Either a bullock or a lamb. — Better, And bullock and one of the flock.

That hath any thing superfluous. — That is one member of the animal being more elongated or contracted than the other, being out of proportion. The same blemish also unfitted the priest for performing sacerdotal functions (see Leviticus 21:18).

Or lacking in his parts. — This, according to the authorities during the second Temple, denotes contracted hoofs, or undivided hoofs, making them resemble those of an ass or horse.

That mayest thou offer for a freewill offering. — Better, that thou mayest make a freewill offering.

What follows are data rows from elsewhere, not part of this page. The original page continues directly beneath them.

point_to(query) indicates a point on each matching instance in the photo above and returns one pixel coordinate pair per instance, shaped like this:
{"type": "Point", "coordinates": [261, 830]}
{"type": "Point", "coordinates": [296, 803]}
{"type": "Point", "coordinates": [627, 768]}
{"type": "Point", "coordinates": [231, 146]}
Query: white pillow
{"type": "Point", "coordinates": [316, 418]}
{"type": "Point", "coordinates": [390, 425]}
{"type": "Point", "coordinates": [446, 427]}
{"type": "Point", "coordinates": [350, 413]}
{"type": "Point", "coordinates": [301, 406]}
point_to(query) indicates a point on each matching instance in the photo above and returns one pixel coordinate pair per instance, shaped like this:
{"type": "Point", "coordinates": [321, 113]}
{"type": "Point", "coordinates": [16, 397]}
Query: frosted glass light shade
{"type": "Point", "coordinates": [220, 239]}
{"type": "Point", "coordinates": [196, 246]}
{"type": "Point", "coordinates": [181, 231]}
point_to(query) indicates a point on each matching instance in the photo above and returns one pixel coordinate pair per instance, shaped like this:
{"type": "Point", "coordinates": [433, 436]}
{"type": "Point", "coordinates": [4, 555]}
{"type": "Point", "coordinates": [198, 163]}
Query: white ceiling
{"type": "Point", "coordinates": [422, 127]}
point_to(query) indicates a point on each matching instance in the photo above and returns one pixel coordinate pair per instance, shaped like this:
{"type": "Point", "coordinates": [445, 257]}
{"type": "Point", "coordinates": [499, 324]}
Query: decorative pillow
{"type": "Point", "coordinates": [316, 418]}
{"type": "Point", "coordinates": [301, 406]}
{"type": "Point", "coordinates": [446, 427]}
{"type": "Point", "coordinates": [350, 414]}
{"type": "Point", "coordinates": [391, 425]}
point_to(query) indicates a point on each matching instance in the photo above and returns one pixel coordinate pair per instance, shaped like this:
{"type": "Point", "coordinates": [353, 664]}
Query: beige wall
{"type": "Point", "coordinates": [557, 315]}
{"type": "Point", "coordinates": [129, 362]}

As Leviticus 22:18 most emphatically declare that an animal with any blemish whatsoever must not be offered “for any manner of freewill offering,” it is hardly conceivable that the lawgiver would contradict this enactment within the space of three verses, and say “that the animals with those serious organic defects enumerated in the verse before us, thou mayest offer for a freewill offering.” Hence, during the second Temple, the passage before us was interpreted to mean that the animals in question were only allowed to be consecrated for the maintenance and repair of the sanctuary, but not to be offered as a sacrifice on the altar. They were sold, or the offerer paid the value himself, and the money was applied to these sacred purposes. The opinion that a freewill offering was of less importance than a vow, and that therefore the lawgiver allows animals with the two kinds of defects here described to be offered for a freewill offering but not for a vow, is contrary to the regulations laid down in Leviticus 22:18, and is against the practice during the second Temple (see Leviticus 7:16). It is far more probable that the text is disarranged, and that it originally was, “that thou mayest not offer for a freewill offering, and for a vow it shall not be accepted.”